FAQ — Questions fréquentes

Le code payé à un prestataire m’appartient-il automatiquement ?

Non. C’est l’erreur la plus répandue et la plus coûteuse. Payer une prestation de développement ne transfère pas automatiquement la propriété du code source. En droit français, le code est protégé par le droit d’auteur dès sa création (articles L.111-1 et L.112-2 du Code de la propriété intellectuelle). Le prestataire en reste titulaire tant qu’aucune cession écrite et conforme à l’article L.131-3 du CPI n’a été signée. Le paiement de la facture ne vaut pas cession. Sans clause de cession précise, le client ne dispose au mieux que d’un droit d’usage implicite très limité.

Qu’impose l’article L.131-3 du Code de la propriété intellectuelle ?
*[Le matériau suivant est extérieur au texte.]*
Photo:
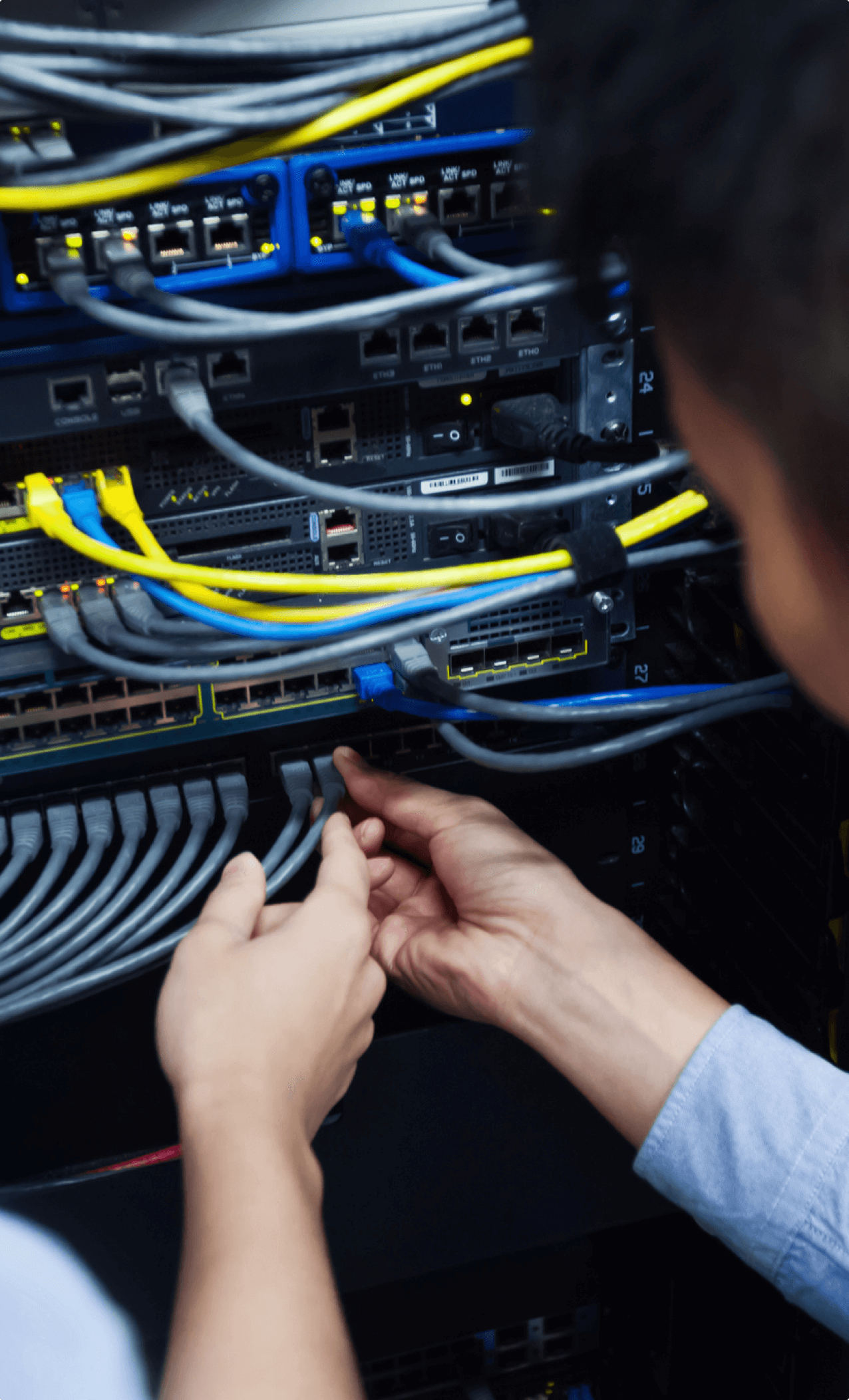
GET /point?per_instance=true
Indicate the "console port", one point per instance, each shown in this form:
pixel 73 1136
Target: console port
pixel 69 395
pixel 428 341
pixel 460 205
pixel 229 367
pixel 125 379
pixel 171 243
pixel 568 644
pixel 498 658
pixel 509 199
pixel 527 327
pixel 478 333
pixel 15 608
pixel 466 663
pixel 223 237
pixel 341 538
pixel 379 346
L’article L.131-3 du CPI impose un formalisme strict pour la cession des droits d’auteur. Chaque droit cédé doit être mentionné distinctement : reproduction, représentation, adaptation, traduction. Le domaine d’exploitation doit être délimité quant à son étendue, sa destination, son territoire et sa durée. Une formule globale du type « tous droits cédés » est jugée insuffisante par la jurisprudence et donc inopérante. Une clause de cession efficace doit énumérer précisément les droits transférés, faute de quoi la cession est nulle ou réduite à néant.
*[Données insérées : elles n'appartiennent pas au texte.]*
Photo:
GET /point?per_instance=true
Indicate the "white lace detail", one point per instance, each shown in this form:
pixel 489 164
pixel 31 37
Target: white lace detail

Le prestataire peut-il réutiliser le code développé pour mon entreprise ?

Cela dépend strictement du contrat. En l’absence de cession exclusive, le prestataire conserve ses droits et peut réutiliser ou revendre tout ou partie du code, y compris à des concurrents. Beaucoup de contrats de développement prévoient des clauses de réutilisation des composants génériques au profit du prestataire. Il est donc essentiel de distinguer le code spécifique (qui doit être cédé exclusivement) des briques réutilisables, et d’encadrer contractuellement les bibliothèques open source et les composants tiers intégrés au livrable.

Qui possède le code produit par un salarié plutôt qu’un prestataire ?
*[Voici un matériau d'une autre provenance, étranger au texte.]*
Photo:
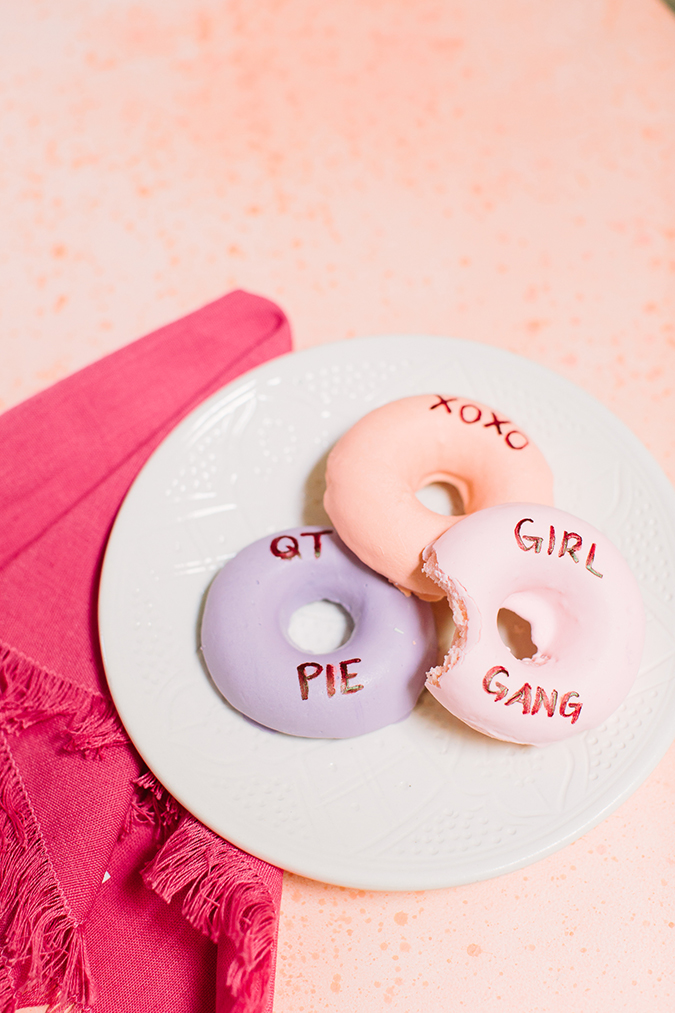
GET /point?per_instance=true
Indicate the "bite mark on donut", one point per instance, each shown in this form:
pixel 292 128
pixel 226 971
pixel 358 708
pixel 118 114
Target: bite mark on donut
pixel 459 614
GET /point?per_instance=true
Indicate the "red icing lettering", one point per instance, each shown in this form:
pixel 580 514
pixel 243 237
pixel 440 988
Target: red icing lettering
pixel 575 708
pixel 346 675
pixel 316 535
pixel 285 553
pixel 498 422
pixel 590 559
pixel 501 690
pixel 515 435
pixel 540 697
pixel 304 678
pixel 474 408
pixel 523 696
pixel 551 539
pixel 534 540
pixel 571 549
pixel 445 401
Le régime est radicalement différent. Pour un logiciel créé par un salarié dans l’exercice de ses fonctions, l’article L.113-9 du CPI prévoit une dévolution automatique des droits patrimoniaux à l’employeur, sans clause spécifique. Pour un prestataire externe, indépendant ou société de services, aucune dévolution automatique n’existe : la cession doit impérativement être contractualisée selon l’article L.131-3. Cette différence fondamentale explique pourquoi la sécurisation contractuelle est vitale dès lors qu’un développement est externalisé.